An [extended email autolink](@) will be recognised when an email address is
recognised within any text node.  Email addresses are recognised according to
the following rules:

* One ore more characters which are alphanumeric, or `.`, `-`, `_`, or `+`.
* An `@` symbol.
* One or more characters which are alphanumeric, or `.`, `-`, or `_`. At least
  one of the characters here must be a period (`.`).  The last character must
  not be one of `-` or `_`.  If the last character is a period (`.`), it will
  be excluded from the autolink.

The scheme `mailto:` will automatically be added to the generated link:

```````````````````````````````` example
foo@bar.baz
.
<p><a href="mailto:foo@bar.baz">foo@bar.baz</a></p>
````````````````````````````````

`+` can occur before the `@`, but not after.

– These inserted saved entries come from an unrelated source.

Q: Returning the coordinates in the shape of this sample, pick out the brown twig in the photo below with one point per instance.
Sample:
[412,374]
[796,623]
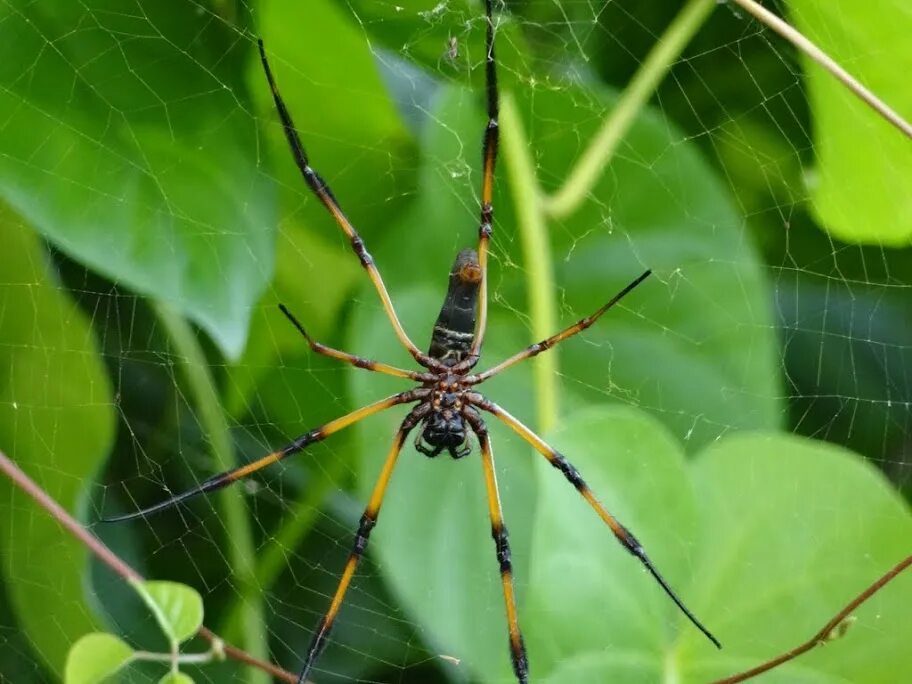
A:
[797,39]
[824,634]
[113,561]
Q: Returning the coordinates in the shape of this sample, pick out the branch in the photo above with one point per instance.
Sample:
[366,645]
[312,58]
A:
[830,629]
[113,561]
[588,168]
[793,36]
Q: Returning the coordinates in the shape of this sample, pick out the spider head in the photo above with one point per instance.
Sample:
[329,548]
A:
[443,430]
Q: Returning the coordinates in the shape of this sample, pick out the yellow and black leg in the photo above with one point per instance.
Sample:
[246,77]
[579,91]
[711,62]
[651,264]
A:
[325,195]
[357,361]
[368,521]
[221,480]
[546,344]
[489,160]
[621,533]
[502,547]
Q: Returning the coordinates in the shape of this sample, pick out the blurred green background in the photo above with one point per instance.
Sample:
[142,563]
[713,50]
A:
[746,411]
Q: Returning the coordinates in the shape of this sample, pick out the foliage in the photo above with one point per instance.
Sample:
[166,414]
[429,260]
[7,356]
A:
[142,170]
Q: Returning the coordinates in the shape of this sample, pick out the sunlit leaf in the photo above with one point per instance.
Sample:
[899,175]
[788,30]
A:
[177,607]
[95,657]
[151,180]
[764,536]
[863,165]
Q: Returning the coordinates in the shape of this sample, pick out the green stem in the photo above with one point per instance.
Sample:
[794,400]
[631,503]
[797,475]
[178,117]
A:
[527,200]
[589,168]
[239,536]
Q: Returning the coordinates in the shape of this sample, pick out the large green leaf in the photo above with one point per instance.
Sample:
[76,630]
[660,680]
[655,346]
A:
[864,165]
[764,536]
[687,345]
[152,180]
[56,423]
[690,347]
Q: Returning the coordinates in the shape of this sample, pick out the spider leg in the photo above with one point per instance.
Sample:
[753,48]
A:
[544,345]
[316,435]
[368,521]
[325,195]
[623,535]
[357,361]
[489,159]
[502,545]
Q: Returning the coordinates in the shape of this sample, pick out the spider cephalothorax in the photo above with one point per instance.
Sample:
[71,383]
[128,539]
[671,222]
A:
[447,405]
[444,428]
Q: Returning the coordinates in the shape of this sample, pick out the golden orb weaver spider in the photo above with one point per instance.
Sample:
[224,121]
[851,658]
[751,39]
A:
[447,405]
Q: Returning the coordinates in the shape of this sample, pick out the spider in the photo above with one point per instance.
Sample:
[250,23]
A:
[447,406]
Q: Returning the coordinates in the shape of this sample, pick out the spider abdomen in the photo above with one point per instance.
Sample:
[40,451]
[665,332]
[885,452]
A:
[454,330]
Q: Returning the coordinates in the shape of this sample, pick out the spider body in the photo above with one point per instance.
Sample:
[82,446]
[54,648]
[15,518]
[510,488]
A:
[447,405]
[454,331]
[444,428]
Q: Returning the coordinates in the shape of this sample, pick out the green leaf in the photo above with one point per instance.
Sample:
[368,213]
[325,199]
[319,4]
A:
[764,536]
[95,657]
[863,163]
[716,372]
[177,608]
[151,180]
[57,424]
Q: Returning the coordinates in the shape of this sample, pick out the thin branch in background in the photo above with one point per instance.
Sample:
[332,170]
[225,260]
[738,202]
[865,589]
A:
[793,36]
[113,561]
[830,630]
[590,165]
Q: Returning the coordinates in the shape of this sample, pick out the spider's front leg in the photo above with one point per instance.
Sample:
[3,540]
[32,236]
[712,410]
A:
[502,545]
[367,524]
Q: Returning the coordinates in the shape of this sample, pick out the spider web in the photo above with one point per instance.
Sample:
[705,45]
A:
[157,120]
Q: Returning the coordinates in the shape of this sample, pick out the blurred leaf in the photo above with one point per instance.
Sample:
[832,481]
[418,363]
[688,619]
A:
[848,361]
[863,173]
[764,537]
[56,423]
[695,345]
[152,180]
[95,657]
[177,608]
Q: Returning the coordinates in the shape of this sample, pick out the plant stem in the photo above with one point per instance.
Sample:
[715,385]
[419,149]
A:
[239,536]
[122,569]
[797,39]
[829,631]
[597,155]
[527,200]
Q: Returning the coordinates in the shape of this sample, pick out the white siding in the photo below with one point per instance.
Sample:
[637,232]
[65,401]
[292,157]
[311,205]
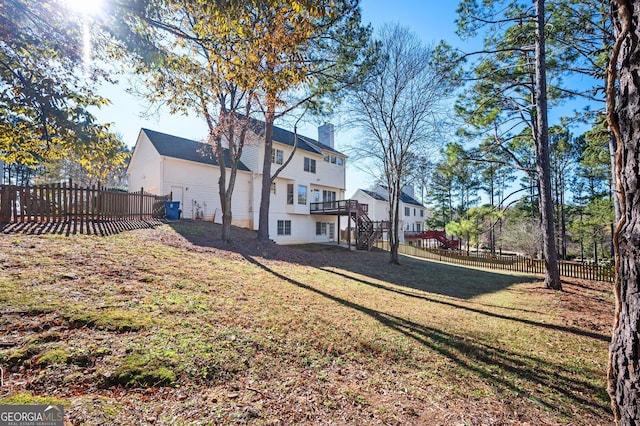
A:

```````````````````````````````` example
hello@mail+xyz.example isn't valid, but hello+xyz@mail.example is.
.
<p>hello@mail+xyz.example isn't valid, but <a href="mailto:hello+xyz@mail.example">hello+xyz@mail.example</a> is.</p>
````````````````````````````````

`.`, `-`, and `_` can occur on both sides of the `@`, but only `.` may occur at
the end of the email address, in which case it will not be considered part of
the address:

```````````````````````````````` example
a.b-c_d@a.b

a.b-c_d@a.b.

a.b-c_d@a.b-

a.b-c_d@a.b_
.
<p><a href="mailto:a.b-c_d@a.b">a.b-c_d@a.b</a></p>
<p><a href="mailto:a.b-c_d@a.b">a.b-c_d@a.b</a>.</p>
<p>a.b-c_d@a.b-</p>
<p>a.b-c_d@a.b_</p>
````````````````````````````````

The autolinks extension should not interfere with regular links
(#65).


```````````````````````````````` example
[a link](http://www.google.com/)stuff?
.
<p><a href="http://www.google.com/">a link</a>stuff?</p>
````````````````````````````````

Autolinks with punctuation (#151):

```````````````````````````````` example
https://en.wikipedia.org/wiki/St._Petersburg_paradox

https://en.wikipedia.org/wiki/Liaison_(French)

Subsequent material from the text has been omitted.